Muszę przyznać, że przez długi czas miałam wrażenie, że czytam dwie zupełnie różne książki. Tak jakby ktoś celowo wymieszał strony przy robieniu składu. Nie wykluczam, że każdą z tych części napisał inny Peter. W jednej mamy do czynienia z dwiema siostrami – piękną Stellą i oszpeconą wypadkiem z dzieciństwa Alicią. Siostry prowadzą wspólnie bardzo oryginalny portal randkowy, który łączy ludzi w pary za pomocą skomplikowanych algorytmów. Ich przedsięwzięcie odniosło sukces i siostry planują podbój kolejnych europejskich rynków. Nie wychodzi im to dokładnie tak, jak planowały. Nie zdradzę chyba wielkiej tajemnicy (bo tyle samo zdradza okładka i wszystkie zapowiedzi), że pewnego dnia Stella zostaje zamordowana. Alicja zaś ma podstawy przypuszczać, że ona będzie następna. Niczym ścigane zwierzę przystępuje do gry, w której stawką jest życie.

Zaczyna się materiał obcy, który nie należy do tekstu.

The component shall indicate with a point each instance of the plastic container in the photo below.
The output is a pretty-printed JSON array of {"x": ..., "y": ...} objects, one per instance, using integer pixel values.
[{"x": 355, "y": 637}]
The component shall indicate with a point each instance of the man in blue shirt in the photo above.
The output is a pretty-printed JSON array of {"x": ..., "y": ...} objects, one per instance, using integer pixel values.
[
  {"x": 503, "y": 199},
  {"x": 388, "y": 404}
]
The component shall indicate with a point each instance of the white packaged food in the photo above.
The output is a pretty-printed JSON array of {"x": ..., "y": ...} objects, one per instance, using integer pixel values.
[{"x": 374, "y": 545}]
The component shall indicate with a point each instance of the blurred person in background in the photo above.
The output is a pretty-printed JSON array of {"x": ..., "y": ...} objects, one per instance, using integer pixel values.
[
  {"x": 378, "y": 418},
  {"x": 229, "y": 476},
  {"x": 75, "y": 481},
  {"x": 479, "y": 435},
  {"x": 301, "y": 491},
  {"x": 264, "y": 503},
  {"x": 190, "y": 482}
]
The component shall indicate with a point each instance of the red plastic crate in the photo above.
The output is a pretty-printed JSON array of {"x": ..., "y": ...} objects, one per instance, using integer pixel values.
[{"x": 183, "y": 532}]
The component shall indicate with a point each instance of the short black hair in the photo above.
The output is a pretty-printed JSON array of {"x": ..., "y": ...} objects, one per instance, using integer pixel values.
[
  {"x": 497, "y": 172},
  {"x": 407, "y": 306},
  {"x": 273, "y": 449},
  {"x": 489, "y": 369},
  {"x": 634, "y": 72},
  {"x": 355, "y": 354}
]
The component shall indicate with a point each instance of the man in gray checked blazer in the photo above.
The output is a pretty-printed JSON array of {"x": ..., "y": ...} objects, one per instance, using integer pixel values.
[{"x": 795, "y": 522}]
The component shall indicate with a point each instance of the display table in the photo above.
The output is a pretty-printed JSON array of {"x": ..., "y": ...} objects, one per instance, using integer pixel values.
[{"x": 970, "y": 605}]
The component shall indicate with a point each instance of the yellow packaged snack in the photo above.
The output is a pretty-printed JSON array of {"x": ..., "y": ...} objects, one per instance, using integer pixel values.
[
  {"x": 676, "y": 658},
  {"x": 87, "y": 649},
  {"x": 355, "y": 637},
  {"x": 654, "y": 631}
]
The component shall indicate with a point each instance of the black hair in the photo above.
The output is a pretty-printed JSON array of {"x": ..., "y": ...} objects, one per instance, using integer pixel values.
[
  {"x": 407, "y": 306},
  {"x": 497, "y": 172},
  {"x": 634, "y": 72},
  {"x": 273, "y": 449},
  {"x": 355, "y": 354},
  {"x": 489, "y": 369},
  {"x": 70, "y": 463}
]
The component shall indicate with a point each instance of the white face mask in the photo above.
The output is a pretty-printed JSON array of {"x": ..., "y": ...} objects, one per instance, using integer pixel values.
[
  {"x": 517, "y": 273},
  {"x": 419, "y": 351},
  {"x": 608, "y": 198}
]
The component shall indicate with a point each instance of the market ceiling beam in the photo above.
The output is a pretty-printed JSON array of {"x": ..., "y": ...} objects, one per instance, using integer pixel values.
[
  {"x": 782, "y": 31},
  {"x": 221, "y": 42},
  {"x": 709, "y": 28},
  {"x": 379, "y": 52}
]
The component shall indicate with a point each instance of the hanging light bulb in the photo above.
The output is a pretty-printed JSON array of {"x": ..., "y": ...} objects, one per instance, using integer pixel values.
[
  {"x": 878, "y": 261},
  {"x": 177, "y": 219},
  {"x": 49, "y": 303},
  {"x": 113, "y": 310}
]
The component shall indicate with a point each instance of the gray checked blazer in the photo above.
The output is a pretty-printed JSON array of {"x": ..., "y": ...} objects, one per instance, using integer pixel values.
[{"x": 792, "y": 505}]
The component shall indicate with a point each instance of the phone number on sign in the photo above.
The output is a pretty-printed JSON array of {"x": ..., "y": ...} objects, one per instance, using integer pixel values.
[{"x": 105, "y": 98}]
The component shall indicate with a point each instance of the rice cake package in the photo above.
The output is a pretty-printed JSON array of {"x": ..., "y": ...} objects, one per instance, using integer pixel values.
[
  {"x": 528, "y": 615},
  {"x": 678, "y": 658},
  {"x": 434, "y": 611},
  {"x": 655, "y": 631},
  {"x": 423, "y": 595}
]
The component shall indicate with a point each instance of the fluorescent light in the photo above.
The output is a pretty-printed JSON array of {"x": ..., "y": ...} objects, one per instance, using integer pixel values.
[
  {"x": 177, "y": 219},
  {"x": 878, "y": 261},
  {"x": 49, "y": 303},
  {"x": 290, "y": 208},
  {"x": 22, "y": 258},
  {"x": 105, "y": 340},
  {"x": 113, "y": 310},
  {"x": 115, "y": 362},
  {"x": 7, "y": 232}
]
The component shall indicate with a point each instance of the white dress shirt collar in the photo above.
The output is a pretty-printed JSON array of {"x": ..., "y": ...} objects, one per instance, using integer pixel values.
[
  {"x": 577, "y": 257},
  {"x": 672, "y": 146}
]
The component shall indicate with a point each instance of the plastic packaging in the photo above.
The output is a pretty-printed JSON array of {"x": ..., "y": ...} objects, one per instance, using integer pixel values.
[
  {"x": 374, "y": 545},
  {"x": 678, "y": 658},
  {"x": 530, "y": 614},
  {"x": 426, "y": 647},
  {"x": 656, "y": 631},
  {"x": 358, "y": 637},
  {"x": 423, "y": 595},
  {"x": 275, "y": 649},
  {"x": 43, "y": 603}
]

Równolegle poznajemy dwóch ukrywających się w Szwecji amerykanów – Trevora i Johna. John pracuje w lokalnej policji, co jednak jest tylko przykrywką. W rzeczywistości to objęty programem ochrony świadków były agent FBI. Teoretycznie John prowadzi śledztwo w sprawie morderstwa Stelli i nawet rozmawia w tej sprawie z Alicią, jednak akcja skupia się na jego sprawach osobistych i problemach z poprzedniego życia. Bardzo długo nie mogłam zrozumieć, co tak właściwie łączy te dwa wątki. Na ich zazębienie przyszło mi naprawdę długo poczekać.
Skłamałabym, gdybym powiedziała, że książka wciąga od pierwszej strony i do ostatniej nie pozwala się odłożyć. Przynajmniej mnie udawało się to bez większego trudu. Z drugiej strony muszę napisać, że naprawdę skutecznie przykuwa uwagę i z pewnością nie jest to pozycja, którą da się odłożyć w połowie na bliżej nieokreślone potem. Da się zrobić przerwę w czytaniu, ale na pewno nie będzie ona długa. Autorzy postawili wiele pytań, na które koniecznie chce się poznać odpowiedź. Wbrew pozorom fabuła nie sprowadza się do prostej odpowiedzi na pytanie: „Kto zabił?” ani tym bardziej do szukania przyczyn morderstwa. Te wydają się, przynajmniej Alicii, od początku jasne i klarowne. Czy słusznie? Powiem Wam tylko, że kobieta ma spore problemy emocjonalne i nie wszystkie jej decyzje i osądy sytuacji są racjonalne. Niektóre, ale tylko niektóre, zasługują na miano surrealistycznych.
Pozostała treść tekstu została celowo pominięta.